During the first days of September, many Venezuelan Internet users reported having difficulties accessing Google services through the state-run Internet service provider, CANTV, the largest telecommunications company in Venezuela. The service seemed to be working again by mid September, but the conversation revealed the many ways online users are deprived of information and communication online.
Blogspot, Hangouts, Google Drive, and image services, including Gmail attachments were among the services affected.
Creo que los amiguitos de ABA de CANTV están bloqueando el acceso a una CDN específicas a Google. No estoy seguro de la extensión de la falla/bloqueo pero es consistente. Prueba rápida abran el Play Store y vean si se descargan las imágenes de las apps.
— Aníbal Rojas (@anibal) September 9, 2018
I think our little friends from the broadband Internet service (ABA) at CANTV are blocking access to specific Google CDNs (content delivery networks). I'm not sure of the breadth of the service outage/block, but it is consistent. Run a quick test by opening the Play Store to see if the app images are downloaded.
In the absence of official information, users began to speculate about the reasons behind this outage, pointing to an intentional block by CANTV as a possible cause.
Venezuela Inteligente, a Venezuelan civil society group, said that Facebook and Twitter had also been affected by the outage, suggesting that content distribution platforms may have been the intended target. It could not confirm, however, if this blackout was caused by an intentional block:
Seguimos revisando los problemas para acceder a varias plataformas importante por #CANTV, muchos de los problemas tienen que ver con plataformas de DCN (que sirven archivos comunes más rapidamente)
— VE sin Filtro (@vesinfiltro) September 10, 2018
We are continuing to review the problems of accessing several important platforms via #CANTV, many of these problems are occurring in the CDN platforms (content distribution networks, which load common files more quickly) At this time WE CANNOT CONFIRM an intentional block #internetve #9Sep
Meanwhile, Fran Monroy, a technology journalist, declared that the blackout stemmed from a combination of technical failures:
— Karla Avila ૐ (@LaTuristaKAM) September 9, 2018
It is worth mentioning that frequent outages have been an enduring characteristic of state-run Internet services. It not only happens with the Internet connection, but also with the electrical grid.
Furthermore, a recent study by Venezuela Inteligente, IPYS Venezuela and the Open Observatory of Network Interference (OONI) found that the censoring of news websites in Venezuela by means of DNS tampering and HTTP filtering is a wide-spread practice.
When content is blocked by means of DNS tampering, the domain name server does not respond to the Internet protocol (IP) request. When a specific web address is entered in the browser, the IP request is prevented from being carried out. Meanwhile, HTTP filtering blocks access to information whose principal code contains a syntax seen as invalid by the system.
In the past, Venezuelans have reported being unable to access of radio frequencies, but more recently, stricter control has been seen with the direct blocking of independent news sources and the arrest of journalists.
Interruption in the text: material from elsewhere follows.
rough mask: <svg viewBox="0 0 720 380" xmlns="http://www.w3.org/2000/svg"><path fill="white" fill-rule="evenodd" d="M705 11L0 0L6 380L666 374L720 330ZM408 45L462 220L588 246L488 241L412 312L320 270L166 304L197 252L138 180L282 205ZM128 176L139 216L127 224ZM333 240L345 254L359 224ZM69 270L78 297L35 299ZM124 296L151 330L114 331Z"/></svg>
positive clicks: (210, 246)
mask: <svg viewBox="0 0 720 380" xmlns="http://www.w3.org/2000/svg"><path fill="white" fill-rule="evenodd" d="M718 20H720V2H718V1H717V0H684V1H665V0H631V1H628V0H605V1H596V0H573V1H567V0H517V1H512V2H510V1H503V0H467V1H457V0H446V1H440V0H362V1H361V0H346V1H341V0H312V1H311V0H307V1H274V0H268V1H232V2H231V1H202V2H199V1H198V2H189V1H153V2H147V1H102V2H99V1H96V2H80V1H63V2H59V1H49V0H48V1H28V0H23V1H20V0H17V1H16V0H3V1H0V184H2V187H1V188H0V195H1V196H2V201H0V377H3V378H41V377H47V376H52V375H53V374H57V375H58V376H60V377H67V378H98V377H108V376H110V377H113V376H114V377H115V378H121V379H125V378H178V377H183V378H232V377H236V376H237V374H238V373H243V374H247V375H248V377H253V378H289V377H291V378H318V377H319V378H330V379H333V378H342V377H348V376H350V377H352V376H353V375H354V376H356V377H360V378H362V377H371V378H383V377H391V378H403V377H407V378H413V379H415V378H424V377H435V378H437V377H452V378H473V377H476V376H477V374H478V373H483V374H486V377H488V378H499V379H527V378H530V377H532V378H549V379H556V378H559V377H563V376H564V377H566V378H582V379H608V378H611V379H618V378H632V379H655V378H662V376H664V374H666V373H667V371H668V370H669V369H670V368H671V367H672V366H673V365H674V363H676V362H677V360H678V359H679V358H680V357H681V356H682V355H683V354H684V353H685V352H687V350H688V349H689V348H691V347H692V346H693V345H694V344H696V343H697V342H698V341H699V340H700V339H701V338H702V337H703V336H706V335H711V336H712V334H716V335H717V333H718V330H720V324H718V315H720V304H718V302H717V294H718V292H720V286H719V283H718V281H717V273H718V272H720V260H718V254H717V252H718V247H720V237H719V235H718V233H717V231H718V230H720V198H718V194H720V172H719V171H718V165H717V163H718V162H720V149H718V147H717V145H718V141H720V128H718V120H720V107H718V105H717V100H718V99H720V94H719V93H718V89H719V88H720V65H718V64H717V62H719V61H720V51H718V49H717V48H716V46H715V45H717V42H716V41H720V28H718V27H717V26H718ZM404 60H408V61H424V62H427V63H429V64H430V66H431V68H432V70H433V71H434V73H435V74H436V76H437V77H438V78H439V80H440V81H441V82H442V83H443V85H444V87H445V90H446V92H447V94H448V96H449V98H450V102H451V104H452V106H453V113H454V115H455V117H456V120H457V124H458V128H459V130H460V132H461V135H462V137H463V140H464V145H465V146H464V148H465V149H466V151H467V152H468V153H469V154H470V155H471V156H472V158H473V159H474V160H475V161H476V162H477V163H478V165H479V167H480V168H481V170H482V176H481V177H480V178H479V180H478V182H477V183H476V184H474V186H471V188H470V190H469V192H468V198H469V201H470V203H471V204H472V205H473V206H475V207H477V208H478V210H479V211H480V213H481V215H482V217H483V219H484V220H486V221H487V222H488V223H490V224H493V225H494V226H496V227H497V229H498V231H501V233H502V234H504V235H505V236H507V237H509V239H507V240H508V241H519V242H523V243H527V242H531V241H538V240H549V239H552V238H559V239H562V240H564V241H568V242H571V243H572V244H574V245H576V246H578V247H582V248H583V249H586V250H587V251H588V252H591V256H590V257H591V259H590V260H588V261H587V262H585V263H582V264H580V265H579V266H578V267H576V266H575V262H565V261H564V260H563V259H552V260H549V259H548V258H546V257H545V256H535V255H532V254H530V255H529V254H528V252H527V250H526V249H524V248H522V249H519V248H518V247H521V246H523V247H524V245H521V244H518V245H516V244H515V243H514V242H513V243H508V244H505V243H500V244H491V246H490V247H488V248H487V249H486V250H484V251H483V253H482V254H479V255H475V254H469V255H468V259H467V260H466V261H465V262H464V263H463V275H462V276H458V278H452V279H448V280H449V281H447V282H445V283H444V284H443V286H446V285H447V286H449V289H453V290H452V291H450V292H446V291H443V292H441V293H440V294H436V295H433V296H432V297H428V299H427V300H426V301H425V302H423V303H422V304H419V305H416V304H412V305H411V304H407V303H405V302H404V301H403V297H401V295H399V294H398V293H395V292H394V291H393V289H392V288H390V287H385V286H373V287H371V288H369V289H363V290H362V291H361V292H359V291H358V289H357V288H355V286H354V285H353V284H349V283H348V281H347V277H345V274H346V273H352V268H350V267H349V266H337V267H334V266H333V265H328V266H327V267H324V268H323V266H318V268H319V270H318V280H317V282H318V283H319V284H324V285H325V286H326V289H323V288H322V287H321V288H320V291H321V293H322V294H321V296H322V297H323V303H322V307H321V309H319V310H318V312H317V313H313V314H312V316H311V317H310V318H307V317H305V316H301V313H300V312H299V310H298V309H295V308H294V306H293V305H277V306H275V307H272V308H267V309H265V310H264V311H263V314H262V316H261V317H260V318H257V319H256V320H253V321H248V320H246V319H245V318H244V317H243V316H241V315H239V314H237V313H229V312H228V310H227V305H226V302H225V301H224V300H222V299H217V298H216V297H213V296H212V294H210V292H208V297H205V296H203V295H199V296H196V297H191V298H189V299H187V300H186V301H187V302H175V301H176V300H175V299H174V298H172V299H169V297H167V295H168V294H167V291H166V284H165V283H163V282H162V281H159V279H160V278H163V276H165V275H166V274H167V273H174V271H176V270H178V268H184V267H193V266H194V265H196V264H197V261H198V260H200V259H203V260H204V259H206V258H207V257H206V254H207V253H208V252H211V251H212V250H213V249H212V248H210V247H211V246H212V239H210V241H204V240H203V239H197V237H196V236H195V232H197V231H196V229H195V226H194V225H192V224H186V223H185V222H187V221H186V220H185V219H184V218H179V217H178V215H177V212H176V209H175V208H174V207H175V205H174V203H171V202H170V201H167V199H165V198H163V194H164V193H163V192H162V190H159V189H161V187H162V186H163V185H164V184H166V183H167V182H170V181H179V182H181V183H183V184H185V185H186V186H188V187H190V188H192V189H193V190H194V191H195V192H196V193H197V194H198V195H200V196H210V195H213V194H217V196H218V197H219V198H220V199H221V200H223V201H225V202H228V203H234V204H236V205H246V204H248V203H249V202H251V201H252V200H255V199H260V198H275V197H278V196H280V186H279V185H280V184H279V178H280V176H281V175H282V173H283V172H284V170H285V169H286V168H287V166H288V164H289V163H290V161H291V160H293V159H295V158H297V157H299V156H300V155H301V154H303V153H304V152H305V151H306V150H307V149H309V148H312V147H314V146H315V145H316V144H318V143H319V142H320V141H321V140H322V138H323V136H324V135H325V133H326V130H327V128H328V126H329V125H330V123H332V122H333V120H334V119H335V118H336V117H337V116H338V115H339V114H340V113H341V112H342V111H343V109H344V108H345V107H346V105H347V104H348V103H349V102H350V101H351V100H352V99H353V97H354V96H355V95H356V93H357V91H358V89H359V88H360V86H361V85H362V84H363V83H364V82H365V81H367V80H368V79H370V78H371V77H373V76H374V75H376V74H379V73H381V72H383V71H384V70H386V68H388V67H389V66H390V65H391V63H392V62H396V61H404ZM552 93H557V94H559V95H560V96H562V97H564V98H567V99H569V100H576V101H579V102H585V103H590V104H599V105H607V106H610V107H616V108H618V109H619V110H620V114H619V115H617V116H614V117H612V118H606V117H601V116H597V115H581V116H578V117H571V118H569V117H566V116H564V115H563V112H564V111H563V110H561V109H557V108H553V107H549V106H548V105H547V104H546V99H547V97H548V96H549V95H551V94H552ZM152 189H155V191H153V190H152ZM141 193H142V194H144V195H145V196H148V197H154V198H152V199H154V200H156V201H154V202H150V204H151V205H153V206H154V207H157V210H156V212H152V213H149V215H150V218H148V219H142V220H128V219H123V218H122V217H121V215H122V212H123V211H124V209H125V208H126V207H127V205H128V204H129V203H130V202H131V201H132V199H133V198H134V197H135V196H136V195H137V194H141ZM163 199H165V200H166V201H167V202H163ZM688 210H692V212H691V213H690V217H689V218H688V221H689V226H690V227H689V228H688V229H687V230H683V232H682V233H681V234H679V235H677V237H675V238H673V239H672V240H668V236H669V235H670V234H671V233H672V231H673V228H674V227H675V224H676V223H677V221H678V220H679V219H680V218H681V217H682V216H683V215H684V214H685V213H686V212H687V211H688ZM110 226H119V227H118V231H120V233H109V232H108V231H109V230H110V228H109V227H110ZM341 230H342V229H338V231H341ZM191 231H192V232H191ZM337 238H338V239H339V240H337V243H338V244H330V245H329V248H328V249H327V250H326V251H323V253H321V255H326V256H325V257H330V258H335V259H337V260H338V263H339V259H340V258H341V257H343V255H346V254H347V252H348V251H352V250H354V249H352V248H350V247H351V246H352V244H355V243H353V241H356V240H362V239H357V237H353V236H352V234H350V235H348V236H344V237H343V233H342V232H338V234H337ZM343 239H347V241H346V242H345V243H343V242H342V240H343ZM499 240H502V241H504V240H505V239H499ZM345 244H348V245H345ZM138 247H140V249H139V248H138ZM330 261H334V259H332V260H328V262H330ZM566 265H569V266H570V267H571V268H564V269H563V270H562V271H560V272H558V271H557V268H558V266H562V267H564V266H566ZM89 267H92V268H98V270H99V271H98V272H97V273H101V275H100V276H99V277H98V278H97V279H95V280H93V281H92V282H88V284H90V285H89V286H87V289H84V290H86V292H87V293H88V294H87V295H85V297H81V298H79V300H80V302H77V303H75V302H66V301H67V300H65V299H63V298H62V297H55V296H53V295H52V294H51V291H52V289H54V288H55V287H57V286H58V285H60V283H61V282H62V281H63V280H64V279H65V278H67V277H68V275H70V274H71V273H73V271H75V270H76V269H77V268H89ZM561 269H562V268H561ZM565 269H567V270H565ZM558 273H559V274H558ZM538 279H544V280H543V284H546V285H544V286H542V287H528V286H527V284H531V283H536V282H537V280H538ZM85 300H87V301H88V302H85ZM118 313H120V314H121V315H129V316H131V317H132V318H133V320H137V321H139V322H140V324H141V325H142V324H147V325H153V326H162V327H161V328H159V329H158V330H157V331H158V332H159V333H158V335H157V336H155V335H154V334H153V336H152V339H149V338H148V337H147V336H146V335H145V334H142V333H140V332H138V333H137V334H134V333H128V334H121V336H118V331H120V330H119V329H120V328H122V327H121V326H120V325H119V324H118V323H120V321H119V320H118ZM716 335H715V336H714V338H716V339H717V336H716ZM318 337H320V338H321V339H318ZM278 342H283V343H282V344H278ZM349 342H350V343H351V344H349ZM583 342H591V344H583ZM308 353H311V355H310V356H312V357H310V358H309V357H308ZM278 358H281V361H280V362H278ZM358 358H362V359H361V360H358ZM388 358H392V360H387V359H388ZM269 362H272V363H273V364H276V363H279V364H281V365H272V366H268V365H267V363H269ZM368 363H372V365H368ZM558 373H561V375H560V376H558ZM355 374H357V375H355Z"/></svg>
A few days before the latest reports of blocked platforms, international media outlets had already condemned attacks against independent news sources.
Meanwhile, other limitations linked to the political and economic crisis have also meant less freedom of press and expression. The shortage of basic goods such as paper, or the recent economic measures (that include, for example, a 60-fold increase in the minimum wage, due to soaring inflation rates) have forced several media outlets to close their doors.
As a result, the number of news outlets that could oppose Nicolás Maduro's government are being reduced in a sustained and ever-accelerating manner.
A study co-written by the author of this post and Derechos Digitales (Digital Rights) reports a deterioration in online communications in Venezuela. The study also indicates that the restriction of information and communication that has been documented in Venezuela and the lack of transparency in the use of personal information are a violation of human rights.